Anthony Barbachan (barbacha@Hinako.AMBusiness.com)
Wed, 4 Aug 1999 03:46:01 -0400


----- Original Message -----
From: H. Peter Anvin <hpa@transmeta.com>
To: <linux-kernel@vger.rutgers.edu>
Sent: Wednesday, August 04, 1999 1:21 AM
Subject: Re: info format (was Re: Linux 2.2.11pre4)

> Followup to: <199908040413.WAA07796@ellpspace.math.ualberta.ca>
> By author: Michal Jaegermann <michal@ellpspace.math.ualberta.ca>
> In newsgroup: linux.dev.kernel
> >
> > torvalds> The "info" interface makes sense only to people who grok GNU
> > torvalds> emacs,
> >
> > I do not get it. There is a number of different info readers around,
> > with different interfaces. In particular both KDE and Gnome have
> > one included (integrated with another stuff). I do not see why
> > somebody who thinks that a "better" interface could be used will not
> > simply write one. If it will be really better then it will be
> > used all over the place and there will be no problem.
> >

Most people just don't have the time to write, search for, or recompile
another better interface. Especially for stuff like info for which there is
a good enougth alternative, man, which also happens to be highly portable
(highly portable in that I don't have to recompile info for every system.
man is already included.) As for the better readers I really haven't seen
anything other than info for text mode, who's user interface quite frankly
sucks. Its too bad they haven't taken lynx's user interface, which is much
better constructed.

> > torvalds> and if you actually want to be user-friendly you either
> > torvalds> use "man" (because that's how everything else is documented
and
> > torvalds> then you could actually just tell people to use man
everywhere)
> >
> > This is somewhat ridiculous for documents with sizes of a few hundreds
> > pages (and your disk is likely full of such documents). This was tried
> > with Perl4, for example, and results were not very friendly.
> > A 'manpage' around 10 printed pages in size is already pushing, IMO.
> >
>

I have seen man with much more than 10 pages work quite fine on my
system. Older systems with older versions of man or proprietary mans like
whats included in SCO or Sun you may have a point.

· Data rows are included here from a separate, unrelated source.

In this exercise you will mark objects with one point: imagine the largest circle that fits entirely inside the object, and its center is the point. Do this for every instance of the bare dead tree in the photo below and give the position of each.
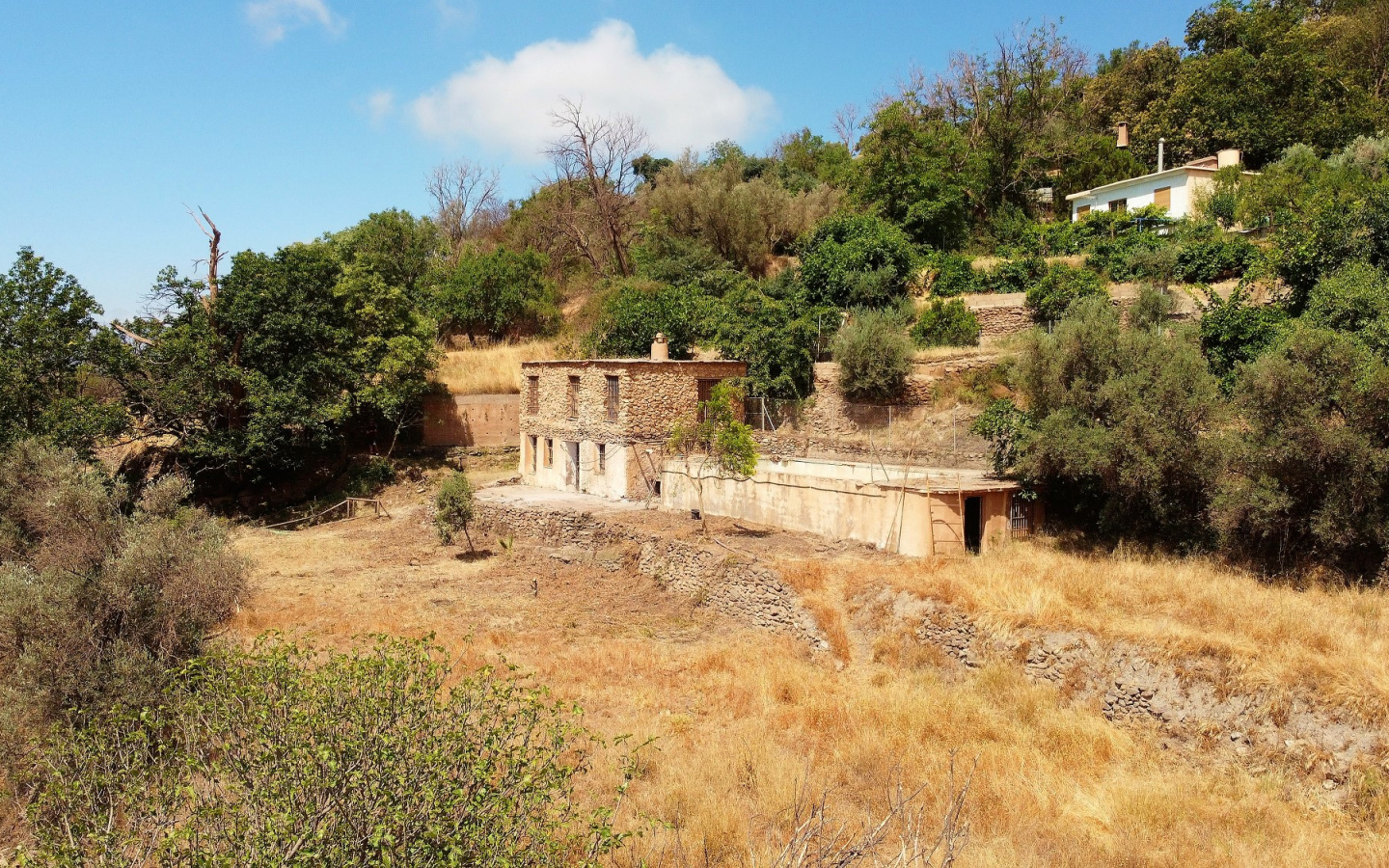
(1013, 101)
(593, 158)
(467, 201)
(848, 122)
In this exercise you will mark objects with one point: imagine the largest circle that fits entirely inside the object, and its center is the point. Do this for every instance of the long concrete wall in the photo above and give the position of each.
(471, 420)
(914, 514)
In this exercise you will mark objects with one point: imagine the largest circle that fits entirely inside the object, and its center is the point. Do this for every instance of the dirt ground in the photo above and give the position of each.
(748, 722)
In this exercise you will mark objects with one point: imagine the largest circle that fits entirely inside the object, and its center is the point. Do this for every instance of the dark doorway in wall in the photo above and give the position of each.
(972, 524)
(574, 466)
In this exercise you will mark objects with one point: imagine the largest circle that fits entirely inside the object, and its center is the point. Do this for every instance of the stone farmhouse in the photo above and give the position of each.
(600, 426)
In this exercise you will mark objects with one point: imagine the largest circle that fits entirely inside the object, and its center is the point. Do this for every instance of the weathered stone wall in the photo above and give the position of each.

> OTOH, it is even more ridiculous to not maintain the man page for
> "cp".
>
> >
> > Actually 'info' is a hypertext format which predates HTML by years and,
> > if you look a bit closer, is **much** better suited for most of a
computer
> > documentation than HTML which really has a different purpose in life;
> > grepping through HTML is not a very nice experience most of the time,
> > for example. There are other advantages as well. Moreover nobody
writes
> > 'info' files by hand but they are generated from 'texinfo' sources
> > which have converters to few other formats, including printed books,
> > and there was somewhere 'texi2html' as well. As for reader interfaces -
> > once again, nothing in the format dictates how they should look like.
> >
>
> There are some MAJOR problems with info, however; one of them being
> the requirement of a system-wide index, which usually doesn't work too
> well at all. man pages get installed and they are immediately
> recognizable.
>
> Furthermore, there is the complete lack of even optional formatting
> hints in the browsable form; although you can generate formatting from
> TeX the result lacks all the references. If there was a dvi browser
> which would preserve the hyperlinks, that would perhaps be another
> issue; perhaps someone ought to make a decent way for TeX to output
> PDF...
>
> Grepping through HTML *source* may suck (as would grepping through
> TeXinfo source or troff source) but HTML can be converted to ASCII
> text; in fact, "lynx -dump" does a pretty good job with it (I wish
> there was a half-decent command-line HTML to PS converter, too.)
>

If you don't mind lynx style formatting. Perfectly fine for documentation.

lynx -dump file.html | enscript --output=file.ps -

or for printing to printer p1

lynx -dump file.html | enscript --printer=p1 -

or for the quick and dirty approach for graphical HTML. If you don't mind
keeping a machine around with the evil empire's OS and you want to just
print the HTML you could also quickly and easily create a server program in
Delphi using Borland's HTML component and print and/or convert the documents
by sending them to that server for processing through a Perl script. Delphi
and/or VB can also do this task by linking to the IE browser component or by
talking to netscape (or IE) thru DDE, OLE, or the crappy and unstable
registry entries. In Windows netscape has a command line parameter to send
pages to the printer 'netscape /print("htmldoc")', perhaps something similar
exists in Netscape for Linux. Its not the above, I already tried it.

> -hpa
> --
> "The user's computer downloads the ActiveX code and simulates a 'Blue
> Screen' crash, a generally benign event most users are familiar with
> and that would not necessarily arouse suspicions."